Если бы это была плохая картина, он бы даже не зафиксировал, но она ему так понравилась, что он хотел ее иметь!..
Знаете, когда меня упрекают, что я стремлюсь к известным или к власть имущим, почему-то не задумываются, что часто именно они делают первый шаг к нашему общению. Я написал около 60 президентов и всегда говорю завистникам: «Ребята, пожалуйста, и вы тоже пишите!» Но когда у мировых лидеров был выбор — художник из любой страны за любые деньги, они почему-то зачастую останавливали его на мне. И я заработал то, что сегодня имею.
— Мне кажется, вы как раз были модным. Я помню, вся Москва была завешана билбордами с вашими работами.
— Да, это было в середине девяностых, и я ни за один не заплатил. Это была такая, можно сказать, взаимовыгодная коллаборация с той компанией.
Было вот как. Ко мне пришли люди и сказали:
— Никас, есть возможность повесить ваши картины на баннер.
Я подумал, что это хорошая история, такой рекламы еще не было — до этого искусство не выставлялось на билбордах, и сказал:
— Это интересно. Сколько?
— За один баннер — три с половиной тысячи долларов в месяц. Сколько вы захотите — столько и повесим.

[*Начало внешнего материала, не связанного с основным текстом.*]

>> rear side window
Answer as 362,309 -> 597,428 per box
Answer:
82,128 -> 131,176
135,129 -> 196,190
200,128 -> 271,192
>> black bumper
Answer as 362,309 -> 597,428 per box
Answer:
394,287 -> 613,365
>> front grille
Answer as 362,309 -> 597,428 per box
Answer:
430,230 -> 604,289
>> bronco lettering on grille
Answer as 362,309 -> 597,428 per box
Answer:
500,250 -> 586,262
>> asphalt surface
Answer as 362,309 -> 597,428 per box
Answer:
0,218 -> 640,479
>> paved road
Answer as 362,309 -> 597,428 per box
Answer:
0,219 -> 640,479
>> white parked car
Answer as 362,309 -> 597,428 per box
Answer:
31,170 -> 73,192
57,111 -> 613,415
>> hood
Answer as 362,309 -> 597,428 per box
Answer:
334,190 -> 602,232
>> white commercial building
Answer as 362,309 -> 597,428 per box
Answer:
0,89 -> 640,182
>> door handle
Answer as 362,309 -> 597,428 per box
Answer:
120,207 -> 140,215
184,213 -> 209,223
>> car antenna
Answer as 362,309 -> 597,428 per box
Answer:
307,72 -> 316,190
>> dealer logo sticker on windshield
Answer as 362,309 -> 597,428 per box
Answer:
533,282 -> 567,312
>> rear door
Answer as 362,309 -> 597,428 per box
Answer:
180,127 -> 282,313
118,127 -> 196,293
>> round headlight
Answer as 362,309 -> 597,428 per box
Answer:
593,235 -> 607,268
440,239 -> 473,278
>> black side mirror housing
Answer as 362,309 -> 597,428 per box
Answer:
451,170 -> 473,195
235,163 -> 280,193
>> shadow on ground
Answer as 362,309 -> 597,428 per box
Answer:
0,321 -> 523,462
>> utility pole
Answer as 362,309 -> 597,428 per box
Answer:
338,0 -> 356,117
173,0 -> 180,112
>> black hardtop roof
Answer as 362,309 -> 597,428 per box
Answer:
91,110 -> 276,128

Предложение было интересным, но материально для меня невыгодным. И я, как уже сказал, никогда не пиарился за деньги. Но попросил организовать встречу с хозяином баннерной сети, пришел к нему. Предварительно выяснил все про баннеры и узнал, что хозяин билборда, если тот пустует, платит штраф. Чтобы этого не происходило, нахала, который отказался платить, держали бесплатно и дальше — он мог пользоваться еще долгое время, пока не появится новый клиент на это место.

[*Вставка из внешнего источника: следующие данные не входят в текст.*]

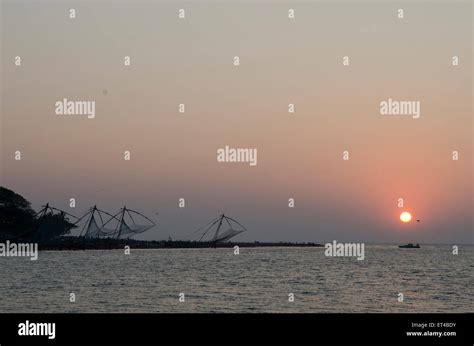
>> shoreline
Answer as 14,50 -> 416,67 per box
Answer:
35,237 -> 324,251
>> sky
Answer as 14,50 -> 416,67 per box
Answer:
0,0 -> 474,244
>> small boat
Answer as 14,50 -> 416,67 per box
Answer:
398,243 -> 420,249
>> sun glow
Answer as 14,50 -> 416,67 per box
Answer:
400,211 -> 411,222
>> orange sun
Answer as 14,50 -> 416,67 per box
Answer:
400,211 -> 411,222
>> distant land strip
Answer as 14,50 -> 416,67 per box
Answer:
39,236 -> 324,251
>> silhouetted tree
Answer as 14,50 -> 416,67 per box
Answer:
0,186 -> 37,238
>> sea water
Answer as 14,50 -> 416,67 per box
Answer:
0,245 -> 474,313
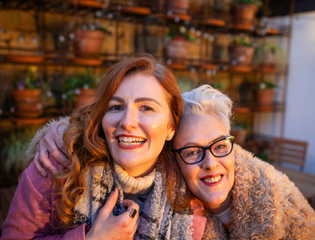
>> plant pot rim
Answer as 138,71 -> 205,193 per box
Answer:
13,88 -> 43,92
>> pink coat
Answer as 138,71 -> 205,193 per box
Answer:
0,157 -> 206,240
0,158 -> 90,240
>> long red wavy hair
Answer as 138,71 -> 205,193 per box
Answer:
57,54 -> 189,228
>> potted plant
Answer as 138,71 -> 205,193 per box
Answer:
166,25 -> 194,63
12,68 -> 44,118
230,33 -> 255,66
166,0 -> 189,14
232,0 -> 263,26
254,42 -> 284,68
73,21 -> 111,58
256,80 -> 277,105
66,69 -> 100,106
1,126 -> 38,176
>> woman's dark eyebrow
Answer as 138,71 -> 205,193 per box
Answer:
135,97 -> 162,107
110,96 -> 125,103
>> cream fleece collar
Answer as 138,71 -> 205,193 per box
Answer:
114,162 -> 156,194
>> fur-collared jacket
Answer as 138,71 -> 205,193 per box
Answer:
17,118 -> 315,239
203,144 -> 315,240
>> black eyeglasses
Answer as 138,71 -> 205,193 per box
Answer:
173,136 -> 234,164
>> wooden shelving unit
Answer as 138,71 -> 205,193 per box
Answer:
0,0 -> 294,178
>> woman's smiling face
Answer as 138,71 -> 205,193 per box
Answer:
174,114 -> 234,213
102,74 -> 174,177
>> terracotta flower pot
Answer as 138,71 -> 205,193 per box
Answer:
166,39 -> 190,63
166,0 -> 189,14
76,88 -> 96,107
234,4 -> 258,25
256,88 -> 275,105
230,46 -> 255,66
12,89 -> 44,118
73,30 -> 105,57
261,51 -> 277,68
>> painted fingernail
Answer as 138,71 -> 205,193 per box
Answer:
129,209 -> 137,218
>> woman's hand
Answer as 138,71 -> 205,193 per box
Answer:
33,122 -> 71,177
85,188 -> 139,240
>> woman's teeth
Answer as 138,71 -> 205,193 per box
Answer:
118,137 -> 145,145
203,175 -> 221,183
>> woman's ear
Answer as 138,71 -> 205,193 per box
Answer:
166,127 -> 175,141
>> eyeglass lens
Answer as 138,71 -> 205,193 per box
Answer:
181,139 -> 232,163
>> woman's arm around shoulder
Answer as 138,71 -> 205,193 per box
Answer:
1,157 -> 90,240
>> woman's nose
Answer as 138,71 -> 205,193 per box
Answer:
120,109 -> 139,131
202,149 -> 219,170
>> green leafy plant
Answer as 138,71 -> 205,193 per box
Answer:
2,127 -> 37,174
258,80 -> 277,90
232,33 -> 255,47
232,0 -> 263,7
66,69 -> 100,101
254,42 -> 285,62
167,25 -> 195,42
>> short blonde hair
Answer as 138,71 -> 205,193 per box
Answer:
182,84 -> 233,133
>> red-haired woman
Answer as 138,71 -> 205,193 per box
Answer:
1,55 -> 198,239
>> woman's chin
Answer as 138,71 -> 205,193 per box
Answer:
202,193 -> 230,214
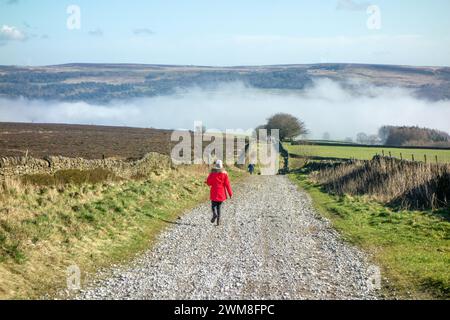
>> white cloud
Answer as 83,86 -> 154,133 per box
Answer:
0,25 -> 27,41
133,28 -> 155,36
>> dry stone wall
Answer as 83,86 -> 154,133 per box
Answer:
0,152 -> 172,180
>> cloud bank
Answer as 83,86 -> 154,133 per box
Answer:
0,79 -> 450,139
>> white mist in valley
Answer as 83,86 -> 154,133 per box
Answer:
0,79 -> 450,139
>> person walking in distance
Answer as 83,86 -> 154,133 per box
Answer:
205,160 -> 233,225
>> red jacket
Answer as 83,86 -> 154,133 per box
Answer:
206,172 -> 233,202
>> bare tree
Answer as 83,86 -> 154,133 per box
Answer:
356,132 -> 369,144
266,113 -> 308,140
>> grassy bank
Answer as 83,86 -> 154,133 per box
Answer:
289,169 -> 450,299
0,166 -> 243,299
285,144 -> 450,163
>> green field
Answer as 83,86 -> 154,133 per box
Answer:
289,169 -> 450,299
285,144 -> 450,163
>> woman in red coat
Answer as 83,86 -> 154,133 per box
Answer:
206,160 -> 233,225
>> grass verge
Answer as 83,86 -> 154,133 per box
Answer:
289,170 -> 450,299
0,166 -> 244,299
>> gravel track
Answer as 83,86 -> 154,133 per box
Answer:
77,176 -> 376,299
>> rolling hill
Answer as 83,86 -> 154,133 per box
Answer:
0,64 -> 450,103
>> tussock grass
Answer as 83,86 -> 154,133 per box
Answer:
0,166 -> 246,299
22,168 -> 119,186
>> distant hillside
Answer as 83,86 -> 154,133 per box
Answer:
0,64 -> 450,103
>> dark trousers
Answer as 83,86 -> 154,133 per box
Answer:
211,201 -> 222,224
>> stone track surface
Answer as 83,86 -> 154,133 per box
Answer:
77,176 -> 376,299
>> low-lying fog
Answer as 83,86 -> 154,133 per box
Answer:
0,79 -> 450,139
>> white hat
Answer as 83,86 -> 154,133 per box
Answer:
214,160 -> 223,169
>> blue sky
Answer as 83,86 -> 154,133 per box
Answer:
0,0 -> 450,66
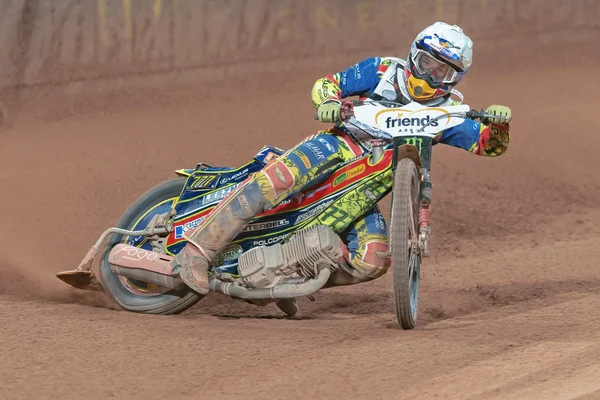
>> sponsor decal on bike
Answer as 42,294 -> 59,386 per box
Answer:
294,150 -> 311,169
265,151 -> 279,164
273,167 -> 287,184
174,216 -> 205,239
221,168 -> 249,183
264,160 -> 294,198
210,243 -> 244,267
244,219 -> 290,232
306,183 -> 331,199
403,137 -> 423,153
202,184 -> 239,206
318,138 -> 335,153
304,142 -> 325,160
112,246 -> 160,262
188,174 -> 218,190
333,164 -> 366,187
252,233 -> 287,246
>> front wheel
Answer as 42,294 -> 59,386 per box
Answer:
390,158 -> 421,329
100,178 -> 202,314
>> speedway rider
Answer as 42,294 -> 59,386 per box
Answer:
172,22 -> 511,307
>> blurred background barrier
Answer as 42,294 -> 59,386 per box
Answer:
0,0 -> 600,122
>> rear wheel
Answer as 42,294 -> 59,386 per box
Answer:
100,178 -> 203,314
390,158 -> 421,329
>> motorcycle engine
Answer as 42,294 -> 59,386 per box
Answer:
238,225 -> 343,288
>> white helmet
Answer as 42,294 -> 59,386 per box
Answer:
404,22 -> 473,101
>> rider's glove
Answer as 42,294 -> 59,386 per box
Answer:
317,100 -> 342,122
485,104 -> 512,125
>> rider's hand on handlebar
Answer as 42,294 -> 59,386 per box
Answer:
485,104 -> 512,125
317,100 -> 342,122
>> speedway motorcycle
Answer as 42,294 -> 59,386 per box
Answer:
57,97 -> 500,329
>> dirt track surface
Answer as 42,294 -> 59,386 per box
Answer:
0,54 -> 600,399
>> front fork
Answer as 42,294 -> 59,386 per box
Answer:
419,168 -> 432,257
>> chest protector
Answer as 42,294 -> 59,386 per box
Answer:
337,58 -> 462,151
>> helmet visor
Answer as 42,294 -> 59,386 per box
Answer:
413,50 -> 457,83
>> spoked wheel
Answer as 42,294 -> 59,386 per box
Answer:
390,158 -> 421,329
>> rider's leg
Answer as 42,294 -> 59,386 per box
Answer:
326,205 -> 391,287
173,132 -> 358,294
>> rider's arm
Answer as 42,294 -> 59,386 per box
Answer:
311,57 -> 389,108
436,120 -> 510,157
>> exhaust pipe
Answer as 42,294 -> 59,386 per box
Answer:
210,265 -> 331,300
108,243 -> 331,300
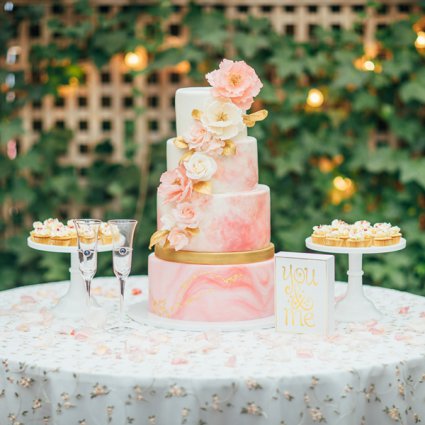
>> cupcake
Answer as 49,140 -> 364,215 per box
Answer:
373,223 -> 392,231
331,218 -> 348,230
66,220 -> 78,246
354,220 -> 370,230
311,224 -> 331,245
389,226 -> 402,245
347,228 -> 372,248
99,222 -> 112,245
373,228 -> 392,246
43,218 -> 63,230
30,221 -> 50,244
325,230 -> 344,246
50,225 -> 71,246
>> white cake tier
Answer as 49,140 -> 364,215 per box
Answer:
176,87 -> 248,141
167,136 -> 258,193
157,184 -> 270,252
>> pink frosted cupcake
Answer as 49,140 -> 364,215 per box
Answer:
389,226 -> 402,245
311,224 -> 331,245
50,225 -> 71,246
347,229 -> 372,248
325,230 -> 344,246
30,221 -> 50,244
373,228 -> 392,246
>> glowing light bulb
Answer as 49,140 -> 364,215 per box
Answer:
307,89 -> 325,108
124,47 -> 148,70
415,31 -> 425,49
363,60 -> 375,71
175,61 -> 190,74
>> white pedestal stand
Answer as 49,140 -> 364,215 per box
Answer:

И я придумал: «Чтобы эта ситуация вас не унижала, давайте я буду на подхвате. Со своей стороны могу оплатить изготовление баннеров, но платить за размещение не буду. Как только у кого-то срок аренды заканчивается, вы его убираете и вешаете мою работу. Кто-то появился, перекиньте меня в другое место, у вас же много баннеров по городу. И вам выгодно, и мне приятно».
Они обрадовались. Так моими работами оказался завешан весь город.
— Так Никас ушел в народ.
— Да. Но при этом меня яростно обличали. Говорили, что это пошлость, и только Никас способен так опуститься, не могут картины висеть там, где реклама товаров народного потребления. Но мне было все равно. Мои работы висели по всему городу, их видели люди.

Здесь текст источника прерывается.